Tristan: He’s home, he’s calling.
And of course Tris being who he was didn’t tell her father anything. She’d have liked more words from Tristan. He was seeing Kate, she could tell by everything he wasn’t saying. Kate was more his type, blond and willowy and quieter than Wendell. Kate let him be in charge and he loved that. She spoke the old languages, Greek, and he loved that too. She could hear Kate whispering to him while they made love. He connected with Kate, but only part-way, deeper in he was listening for his computer, which talked to him like a beloved assistant. Little pings and sing-song noises that told Tristan he had email, or updates, or whatever it was he was tracking these days.

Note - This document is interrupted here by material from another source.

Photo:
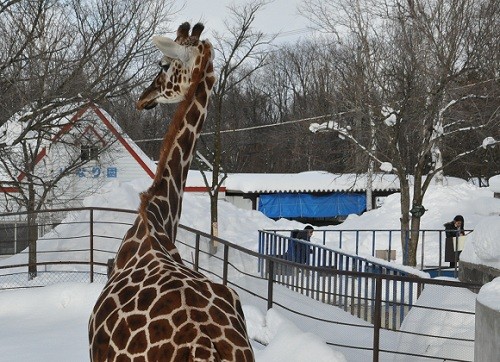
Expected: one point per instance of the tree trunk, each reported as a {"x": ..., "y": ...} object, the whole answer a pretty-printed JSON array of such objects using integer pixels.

So he was inside Kate, and moving, and beneath him Kate sensed the part that was not. She whispered in Greek and pulled him in. Kate knew how to stay with Tristan. Kate didn’t have any reason to run away.
Dad: Let’s take a drive out west, Wendell-girl. I’ve got some time.
She just bet he had time, home from wherever it was he’d been, the smell of god knows what in his luggage.
Now he knew how it felt, being left behind.
She had not intended to make that happen, but since it had, she enjoyed it a little. It was true she was angry with him. He had done so much leaving in her life. She knew the empty place that came from her mother. It was contained, in a way, bound by the permanence of death. The empty places that came from her father, though, were fluid. They shifted and moved. She never knew when the emptiness might take her over.
He had tried too hard when he’d come home. They had never enjoyed what she thought of as normal time. The kind of time she had with Aunt Jessie, the kind of time she saw when she spent nights with friends. Her father had either been gone or he had been totally, almost unnaturally, focused on her. There had been no in between.